Ayahku adalah seorang pahlawan bagiku. Saat dulu aku kecil, banyak orang yang mengejek ku gendut dan bodoh. Hem mengingat itu aku malu sendiri, ya dulunya aku sangat jelek, gendut dan hanya tau makan saja. Sampai-sampai jatah makan ayah terkadang diberikan kepadaku. Jika tidak diberikan ya aku menangis apalagi kalau masih lapar. Maafkan anakmu ini. Oh ya dulu pernah saat ada pameran di kampungku tentang robot-robotan, aku merengek untuk dibeli mainan robot itu, namun ayahku mengatakan,
“Nanti kita beli ya nak, ayah cari uang dulu baru kita beli.” Dengan lembut, tanpa marah ayahku mengatakan itu. Namun aku tetaplah aku si gendut keras kepala.
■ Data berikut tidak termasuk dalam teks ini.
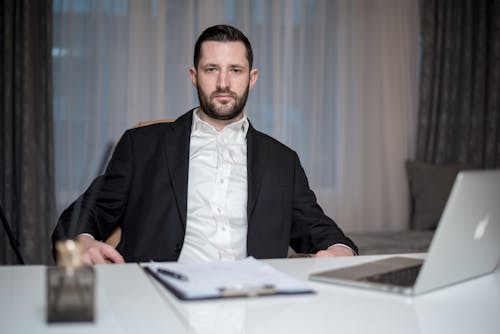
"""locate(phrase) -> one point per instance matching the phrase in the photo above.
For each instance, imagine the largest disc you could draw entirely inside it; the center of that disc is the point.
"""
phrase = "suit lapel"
(255, 167)
(177, 155)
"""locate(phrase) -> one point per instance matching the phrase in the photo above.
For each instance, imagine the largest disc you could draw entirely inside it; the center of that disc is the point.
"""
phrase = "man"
(207, 186)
Dengan menangis sejadi-jadinya aku meminta untuk di belikan saat itu juga. Ayahku menghela nafas pelan sambil mengatakan besok pagi saat aku bangun, akan muncul robot yang ku inginkan. Tentu saja aku senang saat mendengarnya kemudian berlari ke tikar dan menyelimuti tubuhku, berharap hari segera berlalu.
Aku tertawa saat mengingat hal itu sebab saat aku bangun robot-robotan itu memang beneran muncul. Ternyata robot-robotan itu ialah ayahku sendiri dengan memakai kostum yang terbuat dari kardus beserta panci alat masakan. Kalau gak salah ingat waktu itu aku agak ngambek namun kembali senang saat ayah merayuku. Begitu indah bukan masa-masa itu? Mungkin tak akan bisa diulang kembali, hanya sisa kenangan saja. Aku melihat jam di tanganku sudah pukul lima sore, berarti aku sudah berkendara selama kurang lebih dua jam. Berhenti sebentar untuk mengisi minyak mobil. Seperti nya besok aku baru sampai ke kampung, untuk malam ini aku akan cari penginapan saja. Mencari-cari penginapan yang bisa ku tempati satu malam saja.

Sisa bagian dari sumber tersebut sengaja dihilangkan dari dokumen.